Postal Service Could be Bankrupt by June

The last thing the organization needed was a pandemic.

 

The United States Postal Service hasn’t been on solid financial ground for some time. So, the last thing the organization needed was a pandemic that placed even greater stress on its services.

While the increased use of e-commerce during the current COVID-19 outbreak has led to a greater reliance on post offices to deliver medicine and other supplies, it hasn’t been enough to stem the organization’s financial bleeding.

The USPS has a complicated financial support system. While it is a government agency, it doesn’t run on taxpayer funding. This means it falls under government supervision, but is basically responsible for its own revenues and costs.

One of its most prominent obstacles is a piece of 2006 legislation that required the USPS to pre-fund 75 years of employee pension in advance. According to a report on BusinessInsider.com, the organization is facing over $11 billion in debt.

An overall decline in postal use recently led House Oversight Committee Chairwoman Carolyn Maloney and Representative Gerry Conolly, who runs the subcommittee that oversees the Postal Service, to state that the USPS could run out of operational funds by June if Congress fails to act. The duo is calling for $25 million in emergency funds.

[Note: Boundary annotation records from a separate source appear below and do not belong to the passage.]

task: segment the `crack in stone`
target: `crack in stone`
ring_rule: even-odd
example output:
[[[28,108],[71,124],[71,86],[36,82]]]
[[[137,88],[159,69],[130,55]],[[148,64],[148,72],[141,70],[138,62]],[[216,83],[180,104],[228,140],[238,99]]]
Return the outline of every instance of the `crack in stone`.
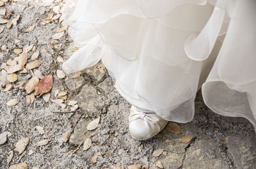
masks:
[[[193,137],[191,140],[190,140],[189,143],[185,147],[184,149],[185,149],[185,152],[184,152],[184,155],[182,157],[182,163],[181,164],[181,166],[180,166],[179,168],[177,168],[177,169],[182,169],[183,168],[183,165],[184,165],[184,162],[185,161],[186,159],[186,153],[187,152],[187,151],[189,149],[190,147],[192,146],[192,144],[195,143],[195,139],[196,138],[196,136]]]

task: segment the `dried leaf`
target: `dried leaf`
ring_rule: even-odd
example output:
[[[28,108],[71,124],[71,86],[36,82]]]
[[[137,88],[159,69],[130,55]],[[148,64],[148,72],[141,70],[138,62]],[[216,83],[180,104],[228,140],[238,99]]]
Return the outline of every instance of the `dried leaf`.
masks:
[[[35,76],[37,77],[40,79],[42,79],[44,77],[42,74],[42,72],[38,70],[34,70],[34,75]]]
[[[33,48],[33,47],[34,47],[33,44],[31,44],[31,45],[29,45],[29,44],[28,43],[27,45],[25,45],[23,47],[23,52],[25,52],[25,53],[28,53],[28,52],[29,52]]]
[[[13,50],[14,53],[15,53],[16,54],[19,54],[21,52],[22,52],[22,48],[15,48]]]
[[[127,166],[128,169],[140,169],[142,165],[141,164],[132,165]]]
[[[11,28],[11,27],[12,26],[12,20],[8,20],[8,22],[7,22],[6,26],[7,26],[8,29]]]
[[[160,168],[164,168],[164,166],[163,166],[162,163],[161,163],[161,161],[159,160],[157,161],[157,162],[156,162],[156,166],[157,166]]]
[[[17,23],[18,22],[19,19],[20,18],[20,15],[17,15],[15,18],[12,20],[12,23],[13,26],[17,26]]]
[[[43,99],[46,103],[49,101],[51,97],[51,93],[48,92],[43,95]]]
[[[93,163],[97,163],[97,159],[98,158],[98,157],[97,156],[94,156],[93,157],[92,157],[92,162]]]
[[[40,51],[39,50],[37,50],[34,54],[33,54],[32,55],[31,55],[32,60],[33,60],[33,61],[36,60],[37,58],[38,58],[39,54],[40,54]]]
[[[17,64],[17,62],[13,60],[8,59],[6,61],[6,64],[10,66],[14,66]]]
[[[67,142],[68,140],[69,137],[70,136],[70,132],[67,131],[62,136],[62,140],[64,142]]]
[[[64,72],[60,70],[58,70],[56,71],[56,75],[57,75],[57,77],[61,79],[65,78],[65,77]]]
[[[22,88],[23,85],[25,84],[26,81],[19,82],[17,85],[13,86],[14,88]]]
[[[64,27],[62,27],[60,28],[59,29],[58,29],[56,31],[56,32],[59,33],[66,31],[67,29],[68,29],[68,26],[64,26]]]
[[[10,82],[15,82],[18,80],[18,75],[16,73],[12,73],[7,75],[7,80]]]
[[[36,94],[42,94],[51,91],[53,85],[53,77],[52,75],[48,75],[44,77],[38,83],[35,88]]]
[[[0,134],[0,145],[4,144],[7,140],[7,132]]]
[[[175,134],[182,133],[180,127],[176,122],[169,122],[166,128],[167,131]]]
[[[34,30],[35,27],[36,26],[31,26],[29,27],[28,27],[27,29],[25,30],[25,33],[29,33]]]
[[[92,140],[90,138],[87,138],[85,139],[84,142],[84,148],[83,151],[87,151],[88,149],[91,147],[92,145]]]
[[[8,92],[10,91],[10,90],[12,90],[13,86],[12,84],[6,84],[5,85],[5,88],[4,90],[3,90],[3,92]]]
[[[45,139],[40,142],[36,142],[35,145],[36,146],[42,146],[42,145],[47,145],[49,142],[49,140]]]
[[[10,152],[10,154],[9,154],[8,157],[7,158],[7,165],[10,164],[10,163],[11,162],[13,157],[13,151],[11,151]]]
[[[26,68],[27,70],[32,70],[38,67],[40,64],[41,62],[40,62],[39,61],[34,61],[28,63],[27,65],[26,65]]]
[[[74,75],[71,78],[78,78],[81,77],[81,75],[82,75],[82,72],[78,71],[75,75]]]
[[[223,140],[221,140],[221,139],[220,139],[220,143],[221,144],[222,144],[222,145],[223,145],[223,144],[227,144],[227,143],[226,142],[225,142],[225,141],[223,141]]]
[[[193,136],[184,136],[181,138],[181,141],[185,143],[187,143],[189,142],[193,138]]]
[[[68,106],[73,106],[73,105],[76,105],[76,104],[77,104],[77,101],[76,101],[76,100],[70,100],[70,101],[69,101],[68,102]]]
[[[57,103],[57,104],[58,104],[58,105],[60,105],[60,103],[63,103],[63,101],[63,101],[63,99],[51,99],[51,101],[52,101],[53,103]]]
[[[155,150],[152,153],[152,156],[153,157],[158,157],[161,154],[162,154],[163,151],[164,151],[163,149],[159,149]]]
[[[41,135],[44,135],[44,129],[43,127],[39,126],[36,126],[35,127],[35,129],[37,129],[37,131],[38,131],[38,132],[41,134]]]
[[[53,15],[54,15],[54,14],[51,13],[49,13],[47,17],[45,18],[44,20],[51,20],[53,17]]]
[[[18,151],[19,154],[20,154],[24,151],[26,147],[27,147],[29,143],[29,138],[28,137],[21,138],[17,142],[15,151]]]
[[[26,85],[25,89],[28,93],[31,93],[35,90],[35,88],[36,87],[37,84],[39,82],[39,78],[37,77],[32,77],[29,81],[28,81],[28,84]]]
[[[95,129],[98,126],[100,119],[100,117],[99,117],[96,119],[94,119],[93,121],[89,122],[89,124],[87,125],[87,129],[89,131]]]
[[[52,40],[58,40],[60,38],[61,38],[62,36],[63,36],[63,35],[64,35],[64,32],[61,32],[61,33],[56,33],[56,34],[54,34],[54,35],[52,35]]]
[[[60,13],[60,6],[55,6],[52,8],[52,10],[54,12],[55,12],[57,14]]]
[[[52,20],[57,20],[57,19],[58,19],[58,18],[60,17],[60,16],[61,16],[61,14],[56,15],[54,17],[53,17],[52,18]]]
[[[1,47],[1,48],[4,51],[6,51],[7,50],[7,45],[2,45],[2,47]]]
[[[57,57],[57,61],[59,62],[64,62],[63,58],[61,56],[60,56],[60,55]]]
[[[8,22],[7,19],[4,19],[2,18],[2,17],[0,17],[0,24],[6,24]]]
[[[101,73],[103,73],[103,74],[106,73],[106,68],[103,65],[103,64],[100,64],[100,65],[99,65],[98,69]]]
[[[72,105],[72,106],[71,106],[70,110],[71,111],[75,111],[77,108],[78,108],[78,105]]]
[[[147,164],[147,165],[145,165],[142,166],[141,169],[148,169],[148,168],[149,168],[149,166],[148,166],[148,164]]]
[[[26,163],[20,163],[12,165],[9,169],[28,169],[28,166]]]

This lack of incoming revenues is compounded by conflicting reports about access to protective gloves and masks for the USPS’s fleet of 75,000 postal carriers and nearly 500,000 other employees that handle over 300 million pieces of mail every day.

As of this recording, the USPS has seen 259 of their workers already test positive for COVID-19, along with two deaths.

In addition to everyday concerns associated with mail delivery, a lack of funding for the USPS could impact the growing number of voters using absentee and vote-by-mail ballots for the upcoming Presidential election.

The recent stimulus package signed into law by President Trump offers some possible solutions, in the form of $400 million in election assistance grants for states. However, some projections have that need requiring five times that amount.

The stimulus bill also offered the USPS the ability to borrow up to $10 billion from the federal government – funds that it currently has no way of repaying.